На прошедшем в Киеве кинофестивале «Молодость» показали первую за пятнадцать лет молчания картину Анджея Жулавски «Космос». О фильме рассказывает Лиза БАБЕНКО.

Реж. Анджей Жулавски

Франция, Португалия, 103 мин., 2015 год.

Я знал, что она скоро проснется,

и тогда я мог бы начать заниматься с ней любовью,

медленно, не кончая, в точном согласии со своей тошнотой…

Анджей Жулавски, безусловно, важный режиссер для истории современного восточно-европейского кино. В 80-х годах, после ассистирования Анджею Вайде и серии военно-тематических картин, он становится знаковой художественной фигурой на географической линии Париж-Варшава. Переехав из родной, уже советской Польши во Францию и порвав с внешнеполитической, а также внутренней самоцензурой, Жулавски ставит свою первую «французскую» картину – откровенную «Публичную женщину». Позже она сменяется «Шальной любовью», вызывающими «Мои ночи прекраснее ваших дней» и «Шаманкой». Все это – вольные переложения польских, русских и французских литературных классиков. По большому счету, именно упомянутые драмы о болезненно-разрушающих страстях сформировали стиль режиссера таким, каким мы его знаем: аффективным, эксцентричным, порой безумным (как это и полагается героям любимого писателя Жулавски Достоевского), с метафизическим отчаянием и фатальностью судеб.
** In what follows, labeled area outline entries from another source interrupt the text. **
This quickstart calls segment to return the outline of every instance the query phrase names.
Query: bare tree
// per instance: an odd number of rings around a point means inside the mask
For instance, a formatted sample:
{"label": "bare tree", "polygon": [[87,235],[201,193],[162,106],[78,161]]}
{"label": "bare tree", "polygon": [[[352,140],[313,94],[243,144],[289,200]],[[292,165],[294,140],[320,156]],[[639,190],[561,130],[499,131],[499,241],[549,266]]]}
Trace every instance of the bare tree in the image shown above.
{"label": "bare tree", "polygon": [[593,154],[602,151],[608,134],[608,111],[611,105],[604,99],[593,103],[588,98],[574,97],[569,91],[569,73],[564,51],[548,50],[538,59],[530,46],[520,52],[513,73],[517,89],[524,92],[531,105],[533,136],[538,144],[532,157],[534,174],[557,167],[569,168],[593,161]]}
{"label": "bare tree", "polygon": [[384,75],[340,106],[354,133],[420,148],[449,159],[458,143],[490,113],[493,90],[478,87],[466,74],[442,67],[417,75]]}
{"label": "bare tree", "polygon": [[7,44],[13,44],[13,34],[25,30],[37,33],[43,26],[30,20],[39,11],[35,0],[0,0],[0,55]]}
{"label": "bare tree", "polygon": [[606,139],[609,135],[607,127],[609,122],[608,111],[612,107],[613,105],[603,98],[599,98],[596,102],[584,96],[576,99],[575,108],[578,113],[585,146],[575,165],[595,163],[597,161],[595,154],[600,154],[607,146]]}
Стоит ли упоминать, что «Шальная любовь» была поставлена по «Идиоту» Достоевского, «Публичная женщина» навеяна его «Бесами», а сам Жулавски пришел в кино из поэзии и польского литературного андеграунда.

За последние пятнадцать лет Жулавски ничего не снимал. И вот – «Космос», такая же вольная, как и все предыдущие, трактовка очередного литературного романа. На этот раз им стало одноименное произведение Витольда Гомбровича, тоже поляка, которым Жулавски зачитывался вместе с Анджеем Вайдой еще в молодости. Сюрреалист, абсурдист и гротескный эксцентрик, чья молодость пришлась на 30-40е, охватившие развитие сюрреализма, Гомбрович, так же, как позднее сам Жулавски, эмигрировал из предвоенной Польши за границу. Сначала в Аргентину, потом – в Ниццу. Как вспоминают его польские современники, в жизни он любил «устраивать театр» – провоцировал забавные конфликты на улицах, смешные ситуации в кафе, гримасничал. Гомбрович и сам был похож на героя «Космоса», визуализированного Жулавски с точностью жизненного образа самого писателя. Быть может, поэтому метафизический нуар-триллер, каким позиционируют «Космос» продюсеры, на поверку оказывается гротескно-эксцентричной комедией – под стать ее главному создателю.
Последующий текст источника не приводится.